The defendant is tenant of the land under the Steinworths, and the action is defended in their behalf.
The proceedings taken did not alienate their title.
The jurisdiction of the court to alienate their title by a sale, is derived wholly from the statute (Baker v. Lorillard, 4 N. Y. [4 Comst.], 275), and neither the infants or their guardians appointed for that purpose can convey lands except pursuant to the order of the court (Hyatt v. Seeley, 11 N. Y. [1 Kern. ], 52).
A consent by the infants, or on their behalf, is not authorized by statute. A release or quit-claim by a general guardian acting under the authority of the order of the county court is of no effect, and if such person be not general or special guardian there is even no consent.

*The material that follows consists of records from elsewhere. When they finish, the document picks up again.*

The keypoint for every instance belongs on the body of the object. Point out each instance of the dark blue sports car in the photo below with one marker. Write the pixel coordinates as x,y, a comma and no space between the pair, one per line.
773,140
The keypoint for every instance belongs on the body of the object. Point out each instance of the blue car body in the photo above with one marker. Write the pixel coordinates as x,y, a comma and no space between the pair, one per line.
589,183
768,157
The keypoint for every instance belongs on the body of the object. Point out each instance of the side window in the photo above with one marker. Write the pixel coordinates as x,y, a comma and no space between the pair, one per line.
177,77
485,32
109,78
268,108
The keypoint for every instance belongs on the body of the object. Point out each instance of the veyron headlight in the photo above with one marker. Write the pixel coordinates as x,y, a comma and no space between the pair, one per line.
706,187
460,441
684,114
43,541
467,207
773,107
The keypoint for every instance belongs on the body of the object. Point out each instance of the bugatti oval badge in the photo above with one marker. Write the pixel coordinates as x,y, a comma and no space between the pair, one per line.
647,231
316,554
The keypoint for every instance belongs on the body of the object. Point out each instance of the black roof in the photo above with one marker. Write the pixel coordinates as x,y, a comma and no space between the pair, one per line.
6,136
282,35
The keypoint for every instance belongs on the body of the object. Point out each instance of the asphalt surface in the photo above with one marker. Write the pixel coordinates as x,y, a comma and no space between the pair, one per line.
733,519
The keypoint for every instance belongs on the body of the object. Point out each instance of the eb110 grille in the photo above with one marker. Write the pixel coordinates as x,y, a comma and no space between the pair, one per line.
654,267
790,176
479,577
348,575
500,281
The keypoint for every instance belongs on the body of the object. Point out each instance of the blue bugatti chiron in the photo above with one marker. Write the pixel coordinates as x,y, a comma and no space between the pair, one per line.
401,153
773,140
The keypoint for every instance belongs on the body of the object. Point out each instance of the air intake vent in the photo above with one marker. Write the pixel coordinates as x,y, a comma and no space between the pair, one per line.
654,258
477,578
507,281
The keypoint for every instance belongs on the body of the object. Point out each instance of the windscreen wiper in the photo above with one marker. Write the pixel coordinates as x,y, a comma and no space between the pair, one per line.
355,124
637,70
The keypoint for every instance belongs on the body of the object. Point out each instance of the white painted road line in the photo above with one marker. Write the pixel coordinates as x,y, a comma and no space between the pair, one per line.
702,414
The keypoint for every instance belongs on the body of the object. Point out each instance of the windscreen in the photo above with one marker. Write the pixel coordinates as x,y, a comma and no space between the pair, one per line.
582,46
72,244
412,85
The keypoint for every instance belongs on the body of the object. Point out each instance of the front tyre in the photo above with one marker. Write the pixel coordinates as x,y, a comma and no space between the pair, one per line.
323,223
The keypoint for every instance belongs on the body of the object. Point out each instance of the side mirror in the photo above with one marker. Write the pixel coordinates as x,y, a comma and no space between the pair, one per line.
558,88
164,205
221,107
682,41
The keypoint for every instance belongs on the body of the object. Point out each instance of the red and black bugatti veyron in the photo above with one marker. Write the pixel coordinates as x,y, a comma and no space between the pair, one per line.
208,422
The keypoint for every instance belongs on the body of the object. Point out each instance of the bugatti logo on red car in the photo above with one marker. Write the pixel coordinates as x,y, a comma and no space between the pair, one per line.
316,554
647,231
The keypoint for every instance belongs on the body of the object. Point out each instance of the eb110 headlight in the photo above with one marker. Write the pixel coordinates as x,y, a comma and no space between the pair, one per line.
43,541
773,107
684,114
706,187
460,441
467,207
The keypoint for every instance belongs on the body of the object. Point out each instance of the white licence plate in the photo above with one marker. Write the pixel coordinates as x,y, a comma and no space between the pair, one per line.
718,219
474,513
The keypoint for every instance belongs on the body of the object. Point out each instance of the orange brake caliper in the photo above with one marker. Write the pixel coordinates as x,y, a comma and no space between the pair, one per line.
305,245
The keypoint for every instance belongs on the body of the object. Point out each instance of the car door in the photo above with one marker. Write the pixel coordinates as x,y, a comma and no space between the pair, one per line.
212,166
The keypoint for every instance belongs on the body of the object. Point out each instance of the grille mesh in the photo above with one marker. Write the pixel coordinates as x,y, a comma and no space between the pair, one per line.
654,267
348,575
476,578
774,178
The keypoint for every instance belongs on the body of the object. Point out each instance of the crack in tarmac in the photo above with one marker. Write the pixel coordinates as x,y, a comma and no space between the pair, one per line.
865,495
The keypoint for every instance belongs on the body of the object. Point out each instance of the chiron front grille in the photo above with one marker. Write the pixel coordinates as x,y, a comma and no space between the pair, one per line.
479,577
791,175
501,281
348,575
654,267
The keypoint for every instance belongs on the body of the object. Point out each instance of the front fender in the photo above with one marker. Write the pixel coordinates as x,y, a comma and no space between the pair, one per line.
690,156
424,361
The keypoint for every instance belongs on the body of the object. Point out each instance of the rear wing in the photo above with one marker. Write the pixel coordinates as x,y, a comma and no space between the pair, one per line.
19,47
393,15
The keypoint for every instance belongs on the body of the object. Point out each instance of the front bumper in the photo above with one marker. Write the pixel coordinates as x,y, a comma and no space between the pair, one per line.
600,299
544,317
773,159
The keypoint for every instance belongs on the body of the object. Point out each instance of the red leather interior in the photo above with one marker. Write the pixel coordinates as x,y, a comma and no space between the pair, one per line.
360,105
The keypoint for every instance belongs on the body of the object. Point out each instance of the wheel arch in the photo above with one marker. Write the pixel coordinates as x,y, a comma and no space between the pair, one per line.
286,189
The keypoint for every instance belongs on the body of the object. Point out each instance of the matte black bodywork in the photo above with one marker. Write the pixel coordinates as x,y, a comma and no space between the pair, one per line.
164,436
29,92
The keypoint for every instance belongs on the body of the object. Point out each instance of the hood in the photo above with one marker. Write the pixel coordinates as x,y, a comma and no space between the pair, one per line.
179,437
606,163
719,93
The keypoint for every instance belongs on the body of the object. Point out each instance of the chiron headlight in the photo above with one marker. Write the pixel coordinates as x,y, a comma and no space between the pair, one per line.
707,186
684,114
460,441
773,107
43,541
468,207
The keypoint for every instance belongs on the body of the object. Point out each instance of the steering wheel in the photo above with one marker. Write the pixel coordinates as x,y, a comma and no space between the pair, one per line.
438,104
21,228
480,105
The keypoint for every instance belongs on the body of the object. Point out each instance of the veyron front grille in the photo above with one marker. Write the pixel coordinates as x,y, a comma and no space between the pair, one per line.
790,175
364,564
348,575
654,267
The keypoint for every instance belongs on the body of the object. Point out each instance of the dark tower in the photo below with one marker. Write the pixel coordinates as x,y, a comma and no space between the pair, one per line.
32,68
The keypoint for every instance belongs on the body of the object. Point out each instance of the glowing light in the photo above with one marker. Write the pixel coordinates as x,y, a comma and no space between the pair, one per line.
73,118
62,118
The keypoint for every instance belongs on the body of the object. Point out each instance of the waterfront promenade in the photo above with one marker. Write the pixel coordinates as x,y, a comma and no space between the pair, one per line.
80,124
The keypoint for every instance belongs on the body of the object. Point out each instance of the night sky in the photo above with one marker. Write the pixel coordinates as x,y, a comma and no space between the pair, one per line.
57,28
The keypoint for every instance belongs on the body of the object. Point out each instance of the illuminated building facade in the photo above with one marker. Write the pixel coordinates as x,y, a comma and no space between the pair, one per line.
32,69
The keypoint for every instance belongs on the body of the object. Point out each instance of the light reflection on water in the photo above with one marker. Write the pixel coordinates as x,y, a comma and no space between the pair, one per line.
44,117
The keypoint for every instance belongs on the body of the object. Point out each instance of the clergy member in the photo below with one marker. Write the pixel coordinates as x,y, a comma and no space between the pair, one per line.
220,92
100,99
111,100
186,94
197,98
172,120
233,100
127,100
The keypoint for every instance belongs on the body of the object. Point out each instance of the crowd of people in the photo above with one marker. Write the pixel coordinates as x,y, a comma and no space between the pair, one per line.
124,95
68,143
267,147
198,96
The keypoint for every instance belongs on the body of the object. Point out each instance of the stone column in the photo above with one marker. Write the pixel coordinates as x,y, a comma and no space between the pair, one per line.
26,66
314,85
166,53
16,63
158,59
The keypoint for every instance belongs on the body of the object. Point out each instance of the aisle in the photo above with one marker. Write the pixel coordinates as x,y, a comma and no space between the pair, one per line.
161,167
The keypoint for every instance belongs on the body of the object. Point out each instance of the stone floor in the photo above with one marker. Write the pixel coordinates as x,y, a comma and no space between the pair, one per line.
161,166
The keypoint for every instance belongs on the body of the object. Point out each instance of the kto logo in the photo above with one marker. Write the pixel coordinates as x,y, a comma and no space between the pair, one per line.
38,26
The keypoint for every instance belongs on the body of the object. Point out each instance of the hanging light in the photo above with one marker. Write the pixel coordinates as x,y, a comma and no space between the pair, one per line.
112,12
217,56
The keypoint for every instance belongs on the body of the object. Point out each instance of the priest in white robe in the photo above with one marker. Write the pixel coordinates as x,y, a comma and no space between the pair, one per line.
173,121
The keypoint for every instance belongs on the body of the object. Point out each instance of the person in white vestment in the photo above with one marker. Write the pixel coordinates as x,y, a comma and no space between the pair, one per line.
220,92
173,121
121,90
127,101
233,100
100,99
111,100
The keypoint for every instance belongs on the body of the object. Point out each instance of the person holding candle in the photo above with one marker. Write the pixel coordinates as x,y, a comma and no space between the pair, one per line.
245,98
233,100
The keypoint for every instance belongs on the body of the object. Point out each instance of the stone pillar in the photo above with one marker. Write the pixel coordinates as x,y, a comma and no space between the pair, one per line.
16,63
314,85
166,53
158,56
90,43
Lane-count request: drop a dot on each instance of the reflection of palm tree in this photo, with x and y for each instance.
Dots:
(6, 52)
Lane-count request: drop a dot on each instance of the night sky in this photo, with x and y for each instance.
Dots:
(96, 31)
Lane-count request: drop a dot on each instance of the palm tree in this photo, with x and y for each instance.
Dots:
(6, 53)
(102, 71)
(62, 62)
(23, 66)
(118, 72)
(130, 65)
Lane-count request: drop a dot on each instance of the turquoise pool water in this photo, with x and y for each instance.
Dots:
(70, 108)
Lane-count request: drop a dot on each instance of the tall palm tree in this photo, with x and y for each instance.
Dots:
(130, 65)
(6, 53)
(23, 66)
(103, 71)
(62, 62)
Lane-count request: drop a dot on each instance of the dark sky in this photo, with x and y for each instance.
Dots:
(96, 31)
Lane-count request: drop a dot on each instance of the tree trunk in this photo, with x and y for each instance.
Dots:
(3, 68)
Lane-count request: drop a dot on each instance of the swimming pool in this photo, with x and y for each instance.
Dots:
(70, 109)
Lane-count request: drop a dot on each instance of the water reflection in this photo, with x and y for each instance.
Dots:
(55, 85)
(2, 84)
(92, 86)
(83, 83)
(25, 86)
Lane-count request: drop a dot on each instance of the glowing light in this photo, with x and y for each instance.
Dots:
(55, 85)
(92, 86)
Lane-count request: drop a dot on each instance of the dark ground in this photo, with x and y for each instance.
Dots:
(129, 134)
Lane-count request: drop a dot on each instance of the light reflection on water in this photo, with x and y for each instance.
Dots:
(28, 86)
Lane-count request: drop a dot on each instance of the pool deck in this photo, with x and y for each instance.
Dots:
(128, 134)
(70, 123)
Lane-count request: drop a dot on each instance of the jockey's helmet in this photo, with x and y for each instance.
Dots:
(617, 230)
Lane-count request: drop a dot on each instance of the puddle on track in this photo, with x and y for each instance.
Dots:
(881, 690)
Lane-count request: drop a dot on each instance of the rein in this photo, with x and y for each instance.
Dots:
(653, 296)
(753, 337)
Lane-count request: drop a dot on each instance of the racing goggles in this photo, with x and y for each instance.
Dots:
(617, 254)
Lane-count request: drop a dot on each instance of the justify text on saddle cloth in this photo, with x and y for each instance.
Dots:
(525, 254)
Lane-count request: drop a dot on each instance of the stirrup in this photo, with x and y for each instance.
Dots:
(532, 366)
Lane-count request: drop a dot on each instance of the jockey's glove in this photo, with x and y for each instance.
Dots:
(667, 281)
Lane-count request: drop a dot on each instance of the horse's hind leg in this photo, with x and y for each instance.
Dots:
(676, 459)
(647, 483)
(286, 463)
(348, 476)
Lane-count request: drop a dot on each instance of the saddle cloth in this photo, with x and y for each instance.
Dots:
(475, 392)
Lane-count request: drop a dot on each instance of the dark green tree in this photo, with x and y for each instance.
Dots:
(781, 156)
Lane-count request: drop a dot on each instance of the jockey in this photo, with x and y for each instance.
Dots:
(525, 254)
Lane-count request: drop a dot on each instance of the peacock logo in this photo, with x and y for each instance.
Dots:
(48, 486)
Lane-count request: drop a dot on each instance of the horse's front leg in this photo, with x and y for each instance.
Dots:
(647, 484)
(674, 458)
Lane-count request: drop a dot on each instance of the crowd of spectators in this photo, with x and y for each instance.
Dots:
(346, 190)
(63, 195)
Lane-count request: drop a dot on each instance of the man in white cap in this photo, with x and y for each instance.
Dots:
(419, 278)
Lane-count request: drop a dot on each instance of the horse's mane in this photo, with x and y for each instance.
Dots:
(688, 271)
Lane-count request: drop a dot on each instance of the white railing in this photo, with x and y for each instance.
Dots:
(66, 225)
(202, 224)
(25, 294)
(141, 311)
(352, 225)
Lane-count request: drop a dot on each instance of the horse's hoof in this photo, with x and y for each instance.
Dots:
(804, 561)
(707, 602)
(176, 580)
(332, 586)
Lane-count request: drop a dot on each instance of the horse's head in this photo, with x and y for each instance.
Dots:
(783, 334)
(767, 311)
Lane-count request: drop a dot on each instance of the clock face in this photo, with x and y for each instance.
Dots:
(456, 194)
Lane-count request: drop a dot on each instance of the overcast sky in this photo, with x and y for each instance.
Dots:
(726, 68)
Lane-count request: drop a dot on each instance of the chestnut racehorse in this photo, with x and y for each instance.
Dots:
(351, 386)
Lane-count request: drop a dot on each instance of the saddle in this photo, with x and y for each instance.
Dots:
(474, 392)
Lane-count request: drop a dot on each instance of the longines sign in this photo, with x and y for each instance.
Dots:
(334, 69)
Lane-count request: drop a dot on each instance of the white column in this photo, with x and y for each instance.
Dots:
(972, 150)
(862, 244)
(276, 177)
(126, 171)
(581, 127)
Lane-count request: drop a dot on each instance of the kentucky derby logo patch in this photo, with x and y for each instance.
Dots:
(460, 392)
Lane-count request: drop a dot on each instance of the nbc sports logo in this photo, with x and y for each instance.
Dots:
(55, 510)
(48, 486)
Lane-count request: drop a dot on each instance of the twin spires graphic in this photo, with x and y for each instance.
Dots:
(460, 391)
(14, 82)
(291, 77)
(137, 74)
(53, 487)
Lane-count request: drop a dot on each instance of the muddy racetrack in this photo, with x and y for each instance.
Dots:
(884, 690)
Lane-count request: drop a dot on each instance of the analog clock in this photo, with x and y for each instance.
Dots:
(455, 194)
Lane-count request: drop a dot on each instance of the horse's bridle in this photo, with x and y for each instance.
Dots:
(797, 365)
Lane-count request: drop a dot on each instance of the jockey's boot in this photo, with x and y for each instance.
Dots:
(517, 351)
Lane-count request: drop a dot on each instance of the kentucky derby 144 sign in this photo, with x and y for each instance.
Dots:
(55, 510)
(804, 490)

The consent to relinquish or abandon the land for a specified sum was not in the nature of a sale to the city, but the statute which authorizes a court to direct the sale, mortgage or lease of infants’ lands was in no respect complied with.
It follows that without a lawful consent, the title taken by the city of Brooklyn was invalid, • and that the grantees by conveyance from the city have no adequate title to the lands (Embury v. Conner, 3 N. Y. [3 Comst.], 511).
It appears that the Steinworths have been in continued possession of the property notwithstanding the proceedings in their names, and that neither the plaintiff nor any of'his grantors has been at any time in possession of the disputed property.
The plaintiff’s counsel claims that the city acquired a valid title, because the act under which proceedings Were had, declares (section 3), that upon confirmation of the report, and payment or tender of the amount at which the residue is estimated, the same shall vest in the city in fee simple.
This would undoubtedly be so if the persons by whose act or consent the city took the lot, had capacity or authority to give the . consent; but I am of opinion, founded upon the statute, that such capacity or authority did not exist.
The Revised Statutes (1 Rev. Stat., 729, §10, p. 126, vol. 2 of the Fourth Edition), provide that every person capable of holding lands except idiots, persons of unsound mind and infants, may alien the estate, &c. Article 7, ch. 1, part 3 (2 Rev. Stat., 194, 2 Edm., p. 359), entitled “ of proceedings in relation to the conveyance of lands by infants, and the sale and disposition of their estates,” provides the manner in which such sale or disposition may be made ; and the authorities heretofore .quoted determine that these proceedings must be followed to alienate an infant’s estate.
And as these proceedings were not taken in any respect, the case at bar does not present a question of irregularity in the proceedings, but of the total want of valid proceedings.
The judgment should be reversed, and new trial ordered, costs to abide event.
Order accordingly.
Present, Barnard, P. J., and Tappen, J.